Cleveland: Fight the urge to turn up your nose at the thought of chocolate sauce on your pasta. It’s just quirky enough to work. And chef Wyatt Grace is crazy enough to try it at Chocolate Bar, where three dishes move the sweet from the end of the meal to the heart of it.
“We’re taking chocolate out of its element,” says Grace, who uses all sorts of it from milk to white to dark chocolate cocoa, the latter of which he uses in a dry rub mixed with chili powder on pork tenderloin ($11.95).
The Chocolate Bar Pasta is his twist on Alfredo sauce ($7.95). Fettucini meets Belgian white chocolate chips and white wine blended into a cream that’s sweet without being sugary. Adding just the right amount of chocolate — enough to taste but not enough to overpower other flavors — is Grace’s secret.
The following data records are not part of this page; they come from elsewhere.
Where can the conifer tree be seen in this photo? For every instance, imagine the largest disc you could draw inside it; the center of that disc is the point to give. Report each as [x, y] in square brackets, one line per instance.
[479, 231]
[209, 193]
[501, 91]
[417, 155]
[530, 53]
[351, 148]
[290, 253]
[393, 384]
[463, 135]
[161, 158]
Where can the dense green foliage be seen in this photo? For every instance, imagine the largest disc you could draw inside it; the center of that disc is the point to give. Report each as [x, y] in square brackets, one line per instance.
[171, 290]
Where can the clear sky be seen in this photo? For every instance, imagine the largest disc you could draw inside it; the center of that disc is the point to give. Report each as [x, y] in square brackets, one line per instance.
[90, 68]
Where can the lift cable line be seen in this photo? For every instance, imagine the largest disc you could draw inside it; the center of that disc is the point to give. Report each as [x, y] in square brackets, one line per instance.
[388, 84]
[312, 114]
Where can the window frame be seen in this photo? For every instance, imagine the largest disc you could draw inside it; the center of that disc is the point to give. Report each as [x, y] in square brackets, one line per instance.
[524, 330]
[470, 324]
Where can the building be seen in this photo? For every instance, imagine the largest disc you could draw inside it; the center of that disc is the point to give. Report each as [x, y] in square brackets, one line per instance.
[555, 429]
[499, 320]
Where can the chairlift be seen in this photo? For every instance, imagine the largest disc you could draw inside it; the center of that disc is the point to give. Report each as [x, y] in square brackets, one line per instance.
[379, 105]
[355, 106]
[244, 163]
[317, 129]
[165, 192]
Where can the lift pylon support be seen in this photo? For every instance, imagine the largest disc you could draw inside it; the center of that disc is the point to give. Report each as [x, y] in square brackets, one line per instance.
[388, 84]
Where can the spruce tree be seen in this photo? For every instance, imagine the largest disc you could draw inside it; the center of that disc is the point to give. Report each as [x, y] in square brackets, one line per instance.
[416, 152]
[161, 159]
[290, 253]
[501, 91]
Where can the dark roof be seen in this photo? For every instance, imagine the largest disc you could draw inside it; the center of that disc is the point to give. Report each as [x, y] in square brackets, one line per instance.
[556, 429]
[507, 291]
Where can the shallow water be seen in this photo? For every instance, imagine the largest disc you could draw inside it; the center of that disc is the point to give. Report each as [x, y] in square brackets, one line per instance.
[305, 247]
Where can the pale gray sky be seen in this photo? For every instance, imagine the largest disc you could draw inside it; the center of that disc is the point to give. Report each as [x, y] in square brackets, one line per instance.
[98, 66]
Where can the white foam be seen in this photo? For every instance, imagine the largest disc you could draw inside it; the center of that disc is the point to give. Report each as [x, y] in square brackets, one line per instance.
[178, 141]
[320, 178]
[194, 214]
Less adventurous chocolate lovers can still satisfy their cravings with one of more than 25 desserts, chocolate cocktails or martinis, including a 32-ounce megatini (suitable for sharing with the whole table) that’ll set you back $69.95. Ooh, that’s rich. 347 Euclid Ave., Cleveland, 216-622-2626, chocolatebarcleveland.com
Wednesday, March 24, 2010 12:27:43 PM by Anonymous
Unfortunately, I found the chocolate pasta drowning in sauce and without enough of a balance to the dish. The basil on top was a welcome treat, but I was hoping for more!